The more games played, the more the end-of-cycle re-grading is affected directly or indirectly by this tiny inflationary effect at the bottom of the league so ECF grades are nonzero-sum. Countering this, a retiring or deceased master who had not appreciably shed points loses their accumulation available, otherwise open to competitors. The Federation has to recalibrate grades based on this discrete variable, and looks at the very approximate other-systems conversion formulae in so doing.

The unless part describes a tempering of the grade for future totting up as to disparate matches: players of grades facing each other of more than 40 points apart are deemed be exactly 40 points different. Had Player B's grade been 100, Player A would have scored: 170, and Player B: 90. This prevents players increasing their grade by losing to much higher-graded players and also means that the stronger player notes 10 points higher for their annual points tally (grade) when winning.

At the end of a cycle, each player's performance grades for that cycle are averaged to give the personal grade used for the following period. If fewer than 30 games have been played, games from last cycle(s) are usually included in the average to make the number up to 30.
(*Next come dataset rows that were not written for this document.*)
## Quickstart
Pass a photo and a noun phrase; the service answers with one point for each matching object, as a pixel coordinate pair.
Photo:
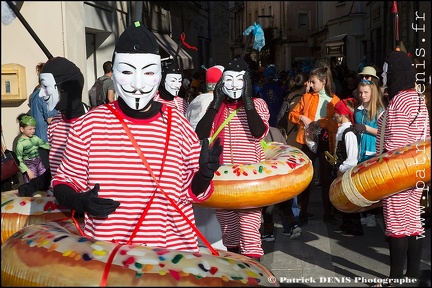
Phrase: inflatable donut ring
(54, 254)
(18, 212)
(285, 173)
(362, 187)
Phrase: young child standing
(346, 157)
(27, 148)
(366, 117)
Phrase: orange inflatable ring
(18, 212)
(54, 254)
(285, 173)
(362, 187)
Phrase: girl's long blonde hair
(375, 103)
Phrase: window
(303, 20)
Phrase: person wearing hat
(198, 106)
(369, 73)
(404, 122)
(170, 86)
(241, 122)
(135, 166)
(27, 147)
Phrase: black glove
(209, 158)
(360, 127)
(85, 202)
(219, 96)
(247, 93)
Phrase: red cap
(213, 74)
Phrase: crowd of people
(168, 133)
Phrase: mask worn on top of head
(233, 79)
(66, 93)
(136, 66)
(173, 83)
(172, 80)
(49, 90)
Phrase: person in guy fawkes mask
(114, 188)
(405, 121)
(172, 78)
(240, 138)
(61, 88)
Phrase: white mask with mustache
(49, 90)
(233, 84)
(173, 83)
(136, 77)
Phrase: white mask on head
(173, 82)
(136, 77)
(49, 90)
(233, 84)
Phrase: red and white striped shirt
(58, 131)
(407, 122)
(99, 151)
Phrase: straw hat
(369, 70)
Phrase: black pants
(326, 179)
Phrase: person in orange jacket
(317, 108)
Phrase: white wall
(51, 22)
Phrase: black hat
(400, 73)
(236, 65)
(63, 70)
(137, 39)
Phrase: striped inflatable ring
(362, 187)
(54, 254)
(285, 173)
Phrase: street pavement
(321, 257)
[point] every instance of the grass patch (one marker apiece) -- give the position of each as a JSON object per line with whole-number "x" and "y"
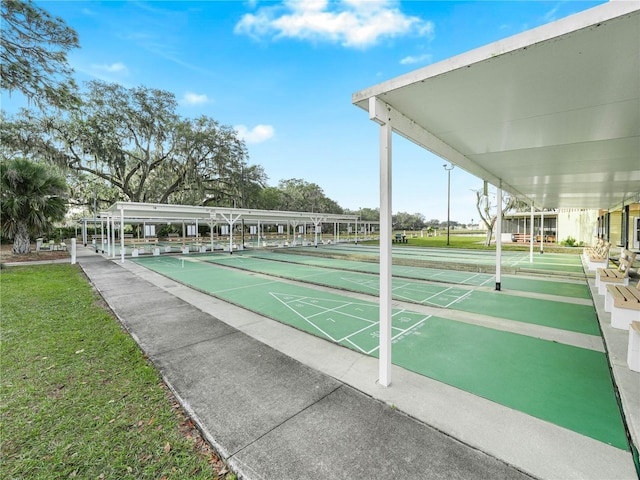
{"x": 78, "y": 398}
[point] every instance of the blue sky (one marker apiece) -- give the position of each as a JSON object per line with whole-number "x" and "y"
{"x": 283, "y": 72}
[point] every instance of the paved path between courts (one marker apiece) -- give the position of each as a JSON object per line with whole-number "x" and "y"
{"x": 271, "y": 416}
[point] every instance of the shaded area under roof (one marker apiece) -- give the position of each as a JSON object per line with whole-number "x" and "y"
{"x": 553, "y": 114}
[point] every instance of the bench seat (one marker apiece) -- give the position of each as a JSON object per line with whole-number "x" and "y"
{"x": 624, "y": 305}
{"x": 617, "y": 276}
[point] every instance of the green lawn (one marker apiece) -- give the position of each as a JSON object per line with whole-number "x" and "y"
{"x": 78, "y": 397}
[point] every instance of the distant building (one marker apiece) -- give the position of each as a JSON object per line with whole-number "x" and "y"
{"x": 621, "y": 227}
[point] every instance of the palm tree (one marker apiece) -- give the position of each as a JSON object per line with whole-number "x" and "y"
{"x": 31, "y": 199}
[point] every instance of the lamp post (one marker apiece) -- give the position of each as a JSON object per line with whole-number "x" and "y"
{"x": 448, "y": 169}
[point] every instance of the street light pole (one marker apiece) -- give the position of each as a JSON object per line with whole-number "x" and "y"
{"x": 448, "y": 169}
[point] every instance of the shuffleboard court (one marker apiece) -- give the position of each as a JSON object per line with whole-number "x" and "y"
{"x": 544, "y": 379}
{"x": 571, "y": 288}
{"x": 549, "y": 262}
{"x": 555, "y": 314}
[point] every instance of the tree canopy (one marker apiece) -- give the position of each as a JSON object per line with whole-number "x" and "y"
{"x": 33, "y": 54}
{"x": 31, "y": 200}
{"x": 139, "y": 148}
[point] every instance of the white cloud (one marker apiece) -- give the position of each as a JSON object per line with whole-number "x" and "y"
{"x": 259, "y": 133}
{"x": 352, "y": 23}
{"x": 191, "y": 98}
{"x": 117, "y": 67}
{"x": 419, "y": 59}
A weakness of many other systems is treatment of juniors. Juniors tend to improve and therefore their rating/grading lags their current strength. The ECF grading system addresses this by changing the mathematical frame of reference for those aged under 18. The system above uses each player's grade from the previous cycle to calculate the personal grade. For juniors this uses year instead of cycle (including the recalculation of grades of junior opponents). It is this recalculation that becomes the performance grade for the final calculation for all players.

In theory a non-chess player would have a personal grade of 0; in practice negative grades exist but are set to 0 on the grading list. The weakest adult club players come in at about 40. A three-figure grade is a source of prestige among casual players, while those who seriously study the game may try to achieve a personal grade of 150. A player graded over 200 is usually well-known to rival circuits and might consider aiming for a master title. Grades far above 200 lose much of their significance as very strong players tend to play mostly in internationally rated tournaments.

The 150 Attack, a no-nonsense response to the Pirc Defence popularised by British players, derives from this system. Per Sam Collins in Understanding the Chess Openings this is because "even a 150-rated player could handle the White side".

Due to the inherent simplicity, a benefits it has over the Elo rating system used by FIDE, is scores are simple after each result without coded software or a calculator, and retention of personal grades over a cycle of typically at least 30 games.

Before 2005 all personal grades were confirmed by the former British Chess Federation: BCF grades.

## Conversion to and from Elo ratings

Although the ECF grading system is mechanically very different from the Elo rating system, the ECF publishes formulae that can be used to estimate the equivalent ECF grade of a FIDE Elo rating, and vice versa:[2]

${\displaystyle E={\frac {F-700}{7.5}}}$
${\displaystyle F=7.5E+700}$

In the formula above E is the ECF rating (not Elo) and F is the FIDE rating.

The ECF grading system was recalibrated in 2009. Various other conversion formulae have been used, but usually relate to the forerunner.

This grades some games outside Federation matches where opponents lack an ECF grade. It is designed to give a best estimate conversion. It is often used by organisers of English congresses to determine qualification for grade-restricted events when a player has an Elo rating only.